И эти возгласы были похожи на бабьи причитанья.
А потом начал опять куролесить и беситься. Сразу пристрастился к медвяной браге и стал пить запоем. Чтобы спасти Настю от тяжёлой его руки, увозили её на время в Верхозим. Когда Ларивон приходил в себя – рыдал, валялся в ногах у отца, у бабушки Натальи и у жены, а потом шёл из леса за восемь вёрст в Верхозим и ещё с улицы кричал в окна:
– Настенька, сестрица моя! Прости меня, Христа ради, окаянного. Мушке-комарику не дам обидеть тебя. На руках носить буду.
Приводила его в человеческий вид и успокаивала только бабушка: она обхватывала лохматую его голову, прижимала к груди, отводила его на лавку, укладывала, гладила по волосам, по плечам и убаюкивала, как ребёнка.

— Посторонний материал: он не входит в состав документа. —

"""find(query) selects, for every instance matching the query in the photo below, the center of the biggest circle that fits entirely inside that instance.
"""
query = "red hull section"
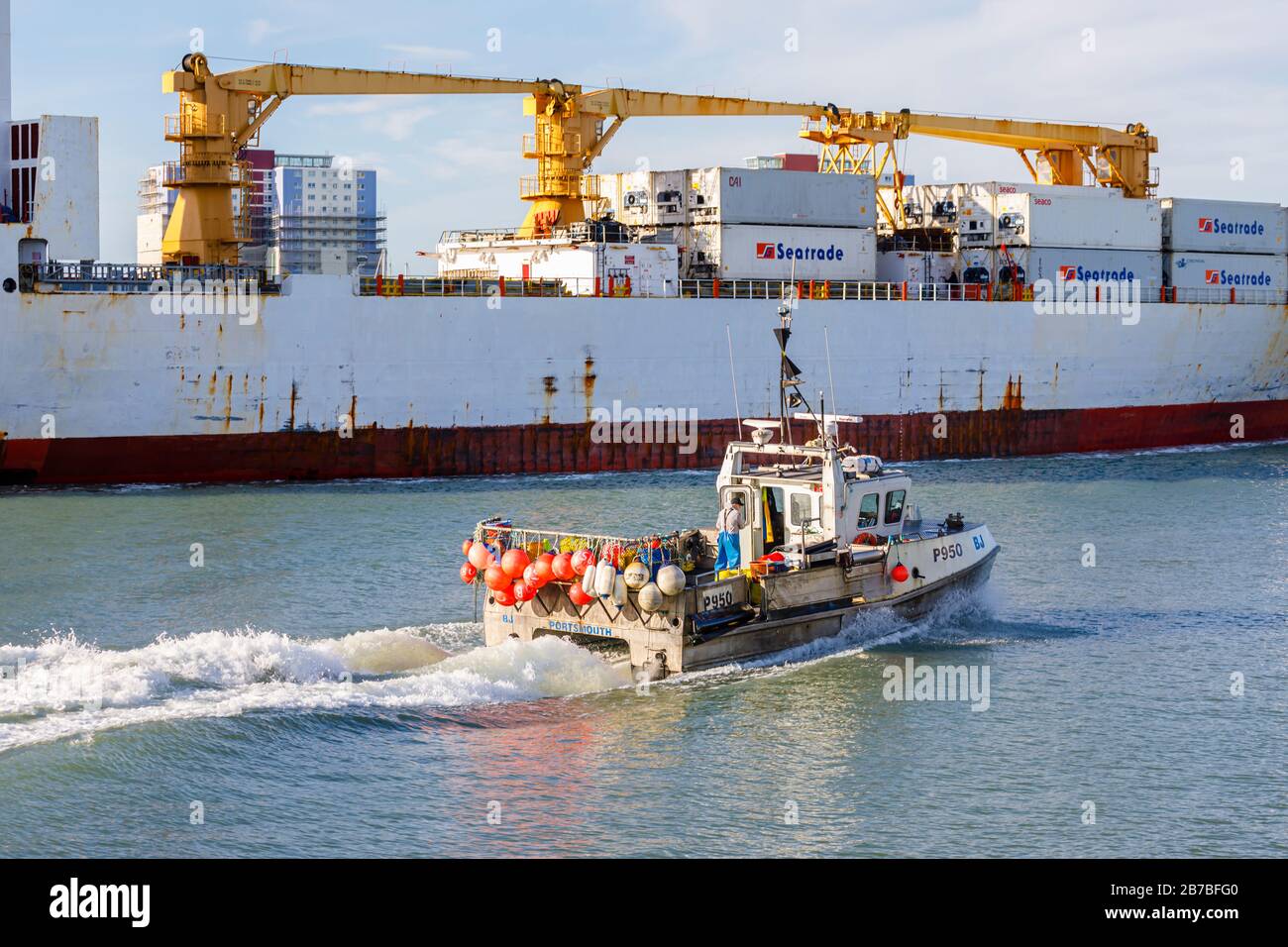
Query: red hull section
(570, 447)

Через два года у бабушки родилась девочка Маша, и у Татьяны – мальчик. Михайло бросил лес и переехал в село: думал, что на людях Ларивон станет лучше. Стали крестьянствовать.

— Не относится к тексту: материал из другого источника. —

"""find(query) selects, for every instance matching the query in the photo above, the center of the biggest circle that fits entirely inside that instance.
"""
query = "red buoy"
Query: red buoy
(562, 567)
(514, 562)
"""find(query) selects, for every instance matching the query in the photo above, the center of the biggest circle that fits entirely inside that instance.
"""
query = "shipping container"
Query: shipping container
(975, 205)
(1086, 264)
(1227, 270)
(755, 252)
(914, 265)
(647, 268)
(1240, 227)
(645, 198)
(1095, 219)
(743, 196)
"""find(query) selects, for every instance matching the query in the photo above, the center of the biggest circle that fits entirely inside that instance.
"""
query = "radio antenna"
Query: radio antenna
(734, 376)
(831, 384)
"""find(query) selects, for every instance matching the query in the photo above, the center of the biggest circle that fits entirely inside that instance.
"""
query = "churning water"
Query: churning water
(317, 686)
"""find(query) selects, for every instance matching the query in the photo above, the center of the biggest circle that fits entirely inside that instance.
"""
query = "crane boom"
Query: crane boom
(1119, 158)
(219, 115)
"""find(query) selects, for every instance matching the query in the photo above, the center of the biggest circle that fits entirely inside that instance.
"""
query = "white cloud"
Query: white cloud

Михайло сел на своём наделе – на четверти десятины земли, а чтобы свести концы с концами, взял у барина исполу две десятины. За долгую службу в лесу барин дал Михайле ржи на посев и на прокорм. Несколько пеньков Михайло поставил на усадьбе, за своим двором, в кустах черёмухи. Но не впрок пошли эти пеньки Михайле: однажды утром он нашёл пеньки на боку, весь мёд был очищен, а мёртвые пчёлы кучами лежали на земле, лишь одинокие пчёлки летали над пустыми колодами. Михайло долго смотрел на это поруганье и тихо плакал. С этого случая он сразу одряхлел: глаза его начали слезиться и затряслась борода. Он снял чапан, лапти, посконную рубаху и оделся, как принято было в деревне, в фабричное.